Nabrałem oddechu i patrząc w oczy mojej opiekunce zacząłem:
- Partyzanci po 1945 roku nie złożyli broni – przez duże oczy czterdziestki przeleciała ciemna chmura.
- Hmmm, zależy jak na to spojrzeć. Jedni mówią, że w lesie pozostały bandy i należy taki pogląd szanować, a drudzy – tu uczyniłem pauzę, aby zebrać myśli, katem oka dostrzegłem zaciśnięte wargi mojej pani.
- Drudzy w swoim zacietrzewieniu uważają, że walka z tamtym porządkiem była ich obowiązkiem. Szanujemy ich naiwność, jednak historia pokazała, że skończyli w więzieniach.
- Nooo…jak państwo sądzicie.? Jednak zarysowała się umiejętność historycznej syntezy – przewodniczący zaczepił wzrokiem moją panią.
- Taaaak, myślę panie przewodniczący, że taki sąd, nie rodzi nienawiści. Jeszcze trochę nasz kandydat pomyśli i znajdzie syntezę, która nas, Polaków nie podzieli..a połączy w ciepłym uczuciu zgody – stwierdziła przymilnym sopranikiem.

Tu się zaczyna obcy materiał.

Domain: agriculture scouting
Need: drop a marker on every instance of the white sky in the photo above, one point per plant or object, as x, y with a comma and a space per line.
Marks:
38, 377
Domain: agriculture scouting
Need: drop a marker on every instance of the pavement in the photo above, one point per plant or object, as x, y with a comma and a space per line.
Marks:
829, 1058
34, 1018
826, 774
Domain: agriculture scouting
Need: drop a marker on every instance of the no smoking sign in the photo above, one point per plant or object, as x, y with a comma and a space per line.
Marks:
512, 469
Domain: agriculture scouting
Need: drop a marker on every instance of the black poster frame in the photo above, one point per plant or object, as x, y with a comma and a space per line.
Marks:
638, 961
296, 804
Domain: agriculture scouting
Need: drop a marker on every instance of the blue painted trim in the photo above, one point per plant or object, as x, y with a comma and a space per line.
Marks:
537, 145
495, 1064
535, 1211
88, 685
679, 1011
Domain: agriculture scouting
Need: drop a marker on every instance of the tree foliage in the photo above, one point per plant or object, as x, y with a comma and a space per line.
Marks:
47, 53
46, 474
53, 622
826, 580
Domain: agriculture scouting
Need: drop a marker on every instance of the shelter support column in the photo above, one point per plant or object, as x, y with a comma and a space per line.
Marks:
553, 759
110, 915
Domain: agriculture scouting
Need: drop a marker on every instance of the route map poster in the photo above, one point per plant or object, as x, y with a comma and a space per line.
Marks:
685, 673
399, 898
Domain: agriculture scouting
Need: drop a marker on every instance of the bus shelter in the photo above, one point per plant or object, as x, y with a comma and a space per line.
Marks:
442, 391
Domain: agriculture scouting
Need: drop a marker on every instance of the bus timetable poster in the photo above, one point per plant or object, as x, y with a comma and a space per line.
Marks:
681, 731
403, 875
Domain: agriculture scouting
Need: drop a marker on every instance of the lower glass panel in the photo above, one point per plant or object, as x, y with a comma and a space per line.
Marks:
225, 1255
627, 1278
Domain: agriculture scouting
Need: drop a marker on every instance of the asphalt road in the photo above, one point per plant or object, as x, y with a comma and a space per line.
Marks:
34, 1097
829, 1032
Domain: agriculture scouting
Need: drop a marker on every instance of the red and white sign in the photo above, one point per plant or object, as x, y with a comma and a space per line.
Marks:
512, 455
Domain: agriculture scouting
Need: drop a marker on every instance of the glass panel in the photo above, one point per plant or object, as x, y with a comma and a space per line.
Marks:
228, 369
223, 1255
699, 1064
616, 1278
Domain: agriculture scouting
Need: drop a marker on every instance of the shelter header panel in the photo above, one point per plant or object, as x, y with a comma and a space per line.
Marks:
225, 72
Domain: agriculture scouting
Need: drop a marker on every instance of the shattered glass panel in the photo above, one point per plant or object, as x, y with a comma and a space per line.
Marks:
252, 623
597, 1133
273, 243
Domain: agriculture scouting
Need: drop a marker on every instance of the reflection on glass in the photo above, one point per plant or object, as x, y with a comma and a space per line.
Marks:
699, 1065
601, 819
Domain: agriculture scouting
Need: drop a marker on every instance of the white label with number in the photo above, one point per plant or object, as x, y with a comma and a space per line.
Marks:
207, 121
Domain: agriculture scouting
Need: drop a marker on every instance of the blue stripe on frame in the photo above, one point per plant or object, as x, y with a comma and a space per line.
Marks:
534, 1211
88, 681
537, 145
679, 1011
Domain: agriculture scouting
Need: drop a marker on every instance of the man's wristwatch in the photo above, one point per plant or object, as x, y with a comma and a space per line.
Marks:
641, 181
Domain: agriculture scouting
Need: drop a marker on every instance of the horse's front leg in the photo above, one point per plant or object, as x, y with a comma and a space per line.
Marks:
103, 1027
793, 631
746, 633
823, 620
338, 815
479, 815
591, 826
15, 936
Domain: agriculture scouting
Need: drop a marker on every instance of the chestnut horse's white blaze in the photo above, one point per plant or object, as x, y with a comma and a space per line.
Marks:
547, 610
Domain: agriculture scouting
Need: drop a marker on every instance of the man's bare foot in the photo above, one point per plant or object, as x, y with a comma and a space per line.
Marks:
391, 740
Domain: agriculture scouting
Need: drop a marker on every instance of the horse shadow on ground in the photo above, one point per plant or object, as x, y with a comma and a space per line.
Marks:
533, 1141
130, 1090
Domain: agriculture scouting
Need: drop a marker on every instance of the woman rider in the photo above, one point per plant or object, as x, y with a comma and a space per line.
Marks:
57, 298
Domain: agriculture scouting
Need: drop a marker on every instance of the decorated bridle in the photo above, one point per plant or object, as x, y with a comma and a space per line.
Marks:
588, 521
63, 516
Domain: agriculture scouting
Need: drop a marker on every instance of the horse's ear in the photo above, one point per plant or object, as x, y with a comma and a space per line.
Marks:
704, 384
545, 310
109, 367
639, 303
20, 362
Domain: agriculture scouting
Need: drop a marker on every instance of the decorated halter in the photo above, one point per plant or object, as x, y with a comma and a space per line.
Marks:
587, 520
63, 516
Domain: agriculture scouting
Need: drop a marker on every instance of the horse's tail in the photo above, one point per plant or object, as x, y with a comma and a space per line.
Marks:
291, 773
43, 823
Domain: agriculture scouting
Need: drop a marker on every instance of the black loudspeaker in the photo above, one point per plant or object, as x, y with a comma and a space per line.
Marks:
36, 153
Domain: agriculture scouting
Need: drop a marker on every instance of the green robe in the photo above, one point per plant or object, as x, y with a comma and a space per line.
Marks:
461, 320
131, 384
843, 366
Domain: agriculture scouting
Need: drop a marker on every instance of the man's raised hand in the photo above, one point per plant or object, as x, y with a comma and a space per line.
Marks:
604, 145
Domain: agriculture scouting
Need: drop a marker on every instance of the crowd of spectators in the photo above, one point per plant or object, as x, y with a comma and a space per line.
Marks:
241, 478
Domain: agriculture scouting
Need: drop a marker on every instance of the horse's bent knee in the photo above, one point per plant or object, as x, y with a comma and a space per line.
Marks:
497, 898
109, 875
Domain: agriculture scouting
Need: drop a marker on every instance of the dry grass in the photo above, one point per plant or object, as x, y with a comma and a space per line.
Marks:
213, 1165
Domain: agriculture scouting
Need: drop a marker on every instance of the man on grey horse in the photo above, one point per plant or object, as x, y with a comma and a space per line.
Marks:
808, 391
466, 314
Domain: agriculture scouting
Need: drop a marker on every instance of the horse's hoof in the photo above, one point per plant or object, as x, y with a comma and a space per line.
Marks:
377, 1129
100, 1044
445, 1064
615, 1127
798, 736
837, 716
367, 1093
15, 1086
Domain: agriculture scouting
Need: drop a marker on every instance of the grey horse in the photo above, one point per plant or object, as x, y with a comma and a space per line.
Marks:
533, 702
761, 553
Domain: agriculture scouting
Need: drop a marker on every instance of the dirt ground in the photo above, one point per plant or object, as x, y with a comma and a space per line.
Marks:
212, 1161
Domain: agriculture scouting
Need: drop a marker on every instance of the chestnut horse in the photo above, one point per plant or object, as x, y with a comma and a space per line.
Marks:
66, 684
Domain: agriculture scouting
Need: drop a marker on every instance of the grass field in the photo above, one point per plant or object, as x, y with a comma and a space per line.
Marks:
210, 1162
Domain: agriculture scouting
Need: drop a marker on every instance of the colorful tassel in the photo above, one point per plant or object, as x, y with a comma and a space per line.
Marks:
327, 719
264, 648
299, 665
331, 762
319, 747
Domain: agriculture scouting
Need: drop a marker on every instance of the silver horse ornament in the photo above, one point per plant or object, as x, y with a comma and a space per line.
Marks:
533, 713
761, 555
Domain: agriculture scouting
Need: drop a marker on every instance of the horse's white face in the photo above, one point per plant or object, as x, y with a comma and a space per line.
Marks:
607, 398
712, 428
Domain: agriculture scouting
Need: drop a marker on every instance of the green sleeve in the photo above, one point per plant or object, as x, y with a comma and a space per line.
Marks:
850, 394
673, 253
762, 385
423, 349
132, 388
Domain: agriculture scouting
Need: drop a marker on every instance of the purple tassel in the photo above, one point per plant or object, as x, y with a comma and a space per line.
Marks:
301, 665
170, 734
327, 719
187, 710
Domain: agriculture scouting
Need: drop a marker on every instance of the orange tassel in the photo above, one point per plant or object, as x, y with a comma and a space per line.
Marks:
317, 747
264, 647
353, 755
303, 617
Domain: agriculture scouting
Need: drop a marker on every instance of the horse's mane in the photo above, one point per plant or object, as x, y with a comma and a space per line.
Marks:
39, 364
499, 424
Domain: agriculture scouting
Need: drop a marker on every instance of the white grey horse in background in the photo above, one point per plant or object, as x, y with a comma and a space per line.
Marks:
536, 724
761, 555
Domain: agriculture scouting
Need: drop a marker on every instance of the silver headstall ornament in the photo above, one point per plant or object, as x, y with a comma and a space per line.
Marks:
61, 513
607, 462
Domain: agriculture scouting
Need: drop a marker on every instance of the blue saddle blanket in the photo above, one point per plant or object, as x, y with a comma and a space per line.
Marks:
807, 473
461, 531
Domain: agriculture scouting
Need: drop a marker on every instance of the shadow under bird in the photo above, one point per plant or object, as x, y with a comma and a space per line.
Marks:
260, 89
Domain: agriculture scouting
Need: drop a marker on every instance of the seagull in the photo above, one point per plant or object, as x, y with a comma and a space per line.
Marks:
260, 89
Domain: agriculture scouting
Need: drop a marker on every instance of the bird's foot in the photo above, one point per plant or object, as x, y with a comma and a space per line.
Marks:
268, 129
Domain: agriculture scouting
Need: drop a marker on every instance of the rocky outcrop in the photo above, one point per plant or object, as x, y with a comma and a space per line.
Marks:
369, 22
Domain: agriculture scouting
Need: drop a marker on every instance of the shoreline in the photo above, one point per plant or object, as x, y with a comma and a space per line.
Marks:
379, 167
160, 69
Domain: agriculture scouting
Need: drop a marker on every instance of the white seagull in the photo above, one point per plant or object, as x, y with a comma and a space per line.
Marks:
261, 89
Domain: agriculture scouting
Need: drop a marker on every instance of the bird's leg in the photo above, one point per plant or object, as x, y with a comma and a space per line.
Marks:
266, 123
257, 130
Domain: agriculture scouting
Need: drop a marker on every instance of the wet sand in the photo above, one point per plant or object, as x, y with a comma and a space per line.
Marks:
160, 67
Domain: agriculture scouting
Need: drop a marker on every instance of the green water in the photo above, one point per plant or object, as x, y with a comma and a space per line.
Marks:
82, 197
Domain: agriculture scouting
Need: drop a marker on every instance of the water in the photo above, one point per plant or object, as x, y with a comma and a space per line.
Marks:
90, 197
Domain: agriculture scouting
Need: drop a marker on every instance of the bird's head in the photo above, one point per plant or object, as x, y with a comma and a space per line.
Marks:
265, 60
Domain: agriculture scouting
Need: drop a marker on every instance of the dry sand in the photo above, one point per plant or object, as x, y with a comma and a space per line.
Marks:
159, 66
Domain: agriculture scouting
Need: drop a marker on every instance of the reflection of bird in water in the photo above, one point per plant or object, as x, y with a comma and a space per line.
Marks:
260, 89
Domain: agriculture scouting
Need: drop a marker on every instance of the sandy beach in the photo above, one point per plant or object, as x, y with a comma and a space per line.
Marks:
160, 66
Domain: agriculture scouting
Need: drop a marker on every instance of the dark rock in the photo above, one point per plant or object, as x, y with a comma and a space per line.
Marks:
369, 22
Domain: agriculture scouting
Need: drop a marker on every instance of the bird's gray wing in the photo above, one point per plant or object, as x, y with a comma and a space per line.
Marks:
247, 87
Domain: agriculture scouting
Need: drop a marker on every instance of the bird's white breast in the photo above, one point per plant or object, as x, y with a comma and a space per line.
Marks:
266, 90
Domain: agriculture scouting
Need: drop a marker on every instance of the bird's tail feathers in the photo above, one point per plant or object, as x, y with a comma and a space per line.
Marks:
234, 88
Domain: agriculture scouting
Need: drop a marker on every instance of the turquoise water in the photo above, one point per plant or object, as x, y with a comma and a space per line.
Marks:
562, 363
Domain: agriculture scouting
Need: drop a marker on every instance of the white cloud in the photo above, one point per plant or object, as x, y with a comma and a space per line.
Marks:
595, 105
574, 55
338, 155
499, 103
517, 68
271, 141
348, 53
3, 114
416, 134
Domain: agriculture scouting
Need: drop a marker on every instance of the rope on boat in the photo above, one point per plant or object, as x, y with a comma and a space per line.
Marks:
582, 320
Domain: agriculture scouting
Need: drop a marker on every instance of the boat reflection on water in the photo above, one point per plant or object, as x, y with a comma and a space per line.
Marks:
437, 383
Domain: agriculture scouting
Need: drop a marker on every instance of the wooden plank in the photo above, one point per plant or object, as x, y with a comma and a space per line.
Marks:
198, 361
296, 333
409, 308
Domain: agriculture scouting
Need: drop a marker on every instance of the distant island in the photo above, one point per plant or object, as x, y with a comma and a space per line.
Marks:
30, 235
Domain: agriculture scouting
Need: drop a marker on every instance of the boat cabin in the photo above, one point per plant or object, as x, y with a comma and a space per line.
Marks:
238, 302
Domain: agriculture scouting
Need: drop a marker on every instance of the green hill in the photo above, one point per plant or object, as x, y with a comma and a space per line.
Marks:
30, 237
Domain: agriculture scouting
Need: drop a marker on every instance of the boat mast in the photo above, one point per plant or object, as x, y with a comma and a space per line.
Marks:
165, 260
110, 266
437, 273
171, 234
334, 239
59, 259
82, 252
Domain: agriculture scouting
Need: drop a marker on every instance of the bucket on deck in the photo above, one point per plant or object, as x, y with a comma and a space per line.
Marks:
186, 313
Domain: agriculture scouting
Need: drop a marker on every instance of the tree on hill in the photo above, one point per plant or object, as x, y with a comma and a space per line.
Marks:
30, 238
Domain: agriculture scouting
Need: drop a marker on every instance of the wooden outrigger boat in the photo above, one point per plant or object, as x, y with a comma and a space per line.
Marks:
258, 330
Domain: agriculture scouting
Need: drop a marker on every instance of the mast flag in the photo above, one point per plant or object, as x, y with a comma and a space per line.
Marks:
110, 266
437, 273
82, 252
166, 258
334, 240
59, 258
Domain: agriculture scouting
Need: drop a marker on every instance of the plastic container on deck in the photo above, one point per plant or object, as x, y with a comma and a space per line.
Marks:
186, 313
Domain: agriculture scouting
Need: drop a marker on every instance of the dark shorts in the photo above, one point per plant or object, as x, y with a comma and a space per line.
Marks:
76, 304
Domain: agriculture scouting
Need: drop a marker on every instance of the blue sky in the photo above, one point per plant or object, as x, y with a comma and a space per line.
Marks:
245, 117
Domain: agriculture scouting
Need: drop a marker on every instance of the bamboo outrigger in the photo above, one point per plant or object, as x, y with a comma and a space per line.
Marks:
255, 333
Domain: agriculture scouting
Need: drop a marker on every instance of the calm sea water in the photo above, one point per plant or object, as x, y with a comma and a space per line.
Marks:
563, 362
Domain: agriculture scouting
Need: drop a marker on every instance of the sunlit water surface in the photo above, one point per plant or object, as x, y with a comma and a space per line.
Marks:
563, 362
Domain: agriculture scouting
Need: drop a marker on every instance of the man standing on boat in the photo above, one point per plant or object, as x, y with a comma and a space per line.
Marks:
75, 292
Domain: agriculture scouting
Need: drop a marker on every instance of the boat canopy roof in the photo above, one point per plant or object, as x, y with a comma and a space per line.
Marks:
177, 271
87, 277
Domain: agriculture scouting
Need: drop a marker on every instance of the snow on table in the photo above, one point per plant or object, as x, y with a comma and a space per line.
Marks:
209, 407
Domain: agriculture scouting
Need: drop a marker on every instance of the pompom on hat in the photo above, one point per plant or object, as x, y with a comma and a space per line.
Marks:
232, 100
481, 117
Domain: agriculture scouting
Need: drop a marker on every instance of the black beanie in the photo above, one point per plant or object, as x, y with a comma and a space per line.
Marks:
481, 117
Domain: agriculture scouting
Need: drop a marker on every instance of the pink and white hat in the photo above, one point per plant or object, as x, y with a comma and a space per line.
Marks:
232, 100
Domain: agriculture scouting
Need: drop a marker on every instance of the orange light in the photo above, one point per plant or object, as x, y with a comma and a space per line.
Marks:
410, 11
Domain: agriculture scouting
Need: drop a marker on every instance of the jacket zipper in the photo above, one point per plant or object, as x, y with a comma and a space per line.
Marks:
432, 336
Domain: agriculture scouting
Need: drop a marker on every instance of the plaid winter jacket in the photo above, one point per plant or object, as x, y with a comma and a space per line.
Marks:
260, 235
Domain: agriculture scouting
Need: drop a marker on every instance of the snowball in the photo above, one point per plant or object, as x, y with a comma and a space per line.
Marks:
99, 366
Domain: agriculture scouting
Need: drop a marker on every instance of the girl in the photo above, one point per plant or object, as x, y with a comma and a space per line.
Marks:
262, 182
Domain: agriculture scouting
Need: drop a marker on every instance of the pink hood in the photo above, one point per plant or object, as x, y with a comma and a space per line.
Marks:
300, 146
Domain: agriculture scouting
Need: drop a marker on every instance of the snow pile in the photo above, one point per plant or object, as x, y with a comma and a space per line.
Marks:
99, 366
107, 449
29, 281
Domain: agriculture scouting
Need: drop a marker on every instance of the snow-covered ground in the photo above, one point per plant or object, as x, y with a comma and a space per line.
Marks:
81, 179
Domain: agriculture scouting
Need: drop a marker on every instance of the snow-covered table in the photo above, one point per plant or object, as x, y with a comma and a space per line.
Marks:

- Dooobra…no a teraz poglądy polityczne – przewodniczący tryumfalnie uniósł grube szkła na czoło i wbił we mnie badawcze spojrzenie.
- Uważaj, tu jest najważniejsze – znów poczułem przyjazne kopnięcie pod stołem.
- Wierzę, że Polska może być pełnoprawnym europejskim krajem. Musimy tylko wyzbyć się naszej romantycznej megalomanii i swarliwej natury. To kwestia jednego pokolenia, gdy wykorzenimy mesjanistyczne przesądy, przestaniemy czcić bezowocnie przelewaną krew i staniemy się przydatnym dla świata narodem, który nie będzie już budził gniewu demokratycznej Rosji i będzie niósł przyjazną pomoc dla Niemiec. – brakło mi powietrza i lekko się zatchnąłem.
- Nooo okrągło tu obywatel nam opowiada, okrągło – wycedził przewodniczący na powrót wciskając na nos okulary. Coś tajemniczo naskrobał na karcie.
- Jestem nowoczesnym liberalnym Europejczykiem, któremu polskość w niczym nie przeszkadza. Wierzę, że polityka miłości i budowania zgody doprowadzi do bankructwa rewizjonistów, ciągle grających na sztuczne podziały. Wierzę i czuję, że nasz rząd ma najbardziej słuszną linię postępowania z tym zacofanym nieco i swarliwym narodem. Ten rząd nas po prostu cywilizuje. Dla naszego dobra – wystrzeliłem.
Oracja na tyle jednak mnie wyczerpała, że zdołałem jedynie zerknąć na twarz mojej cieplutkiej czterdziesteczki.
- Yeeeessss. Śliczniutko – zakwiliła mi do ucha.
- No, a teraz jak wyjaśnicie swoje wcześniejsze artykuły i reportaże – arkuszowy błysnął tryumfalnie, świeżo wybieloną protezą.
Zmartwiałem….po plecach spłynęły pierwsze krople zimnego potu. Poczułem jak zapadam się w sobie.
Miał mnie….
Brrrryń!!!!....
……..I obudziłem się. Odetchnąłem ukradkiem, półpiersią, badawczo rozglądając się po swoim miniaturowym pokoiku. Odlany w brązie „Dziadek” srogo marszczył wąsa, „Przygody Kaczki Dziwaczki” stały na półce, na swoim miejscu. Dobrze.
Szkoda tylko, że gdzieś podziała się ta ciepluchna czterdziestka.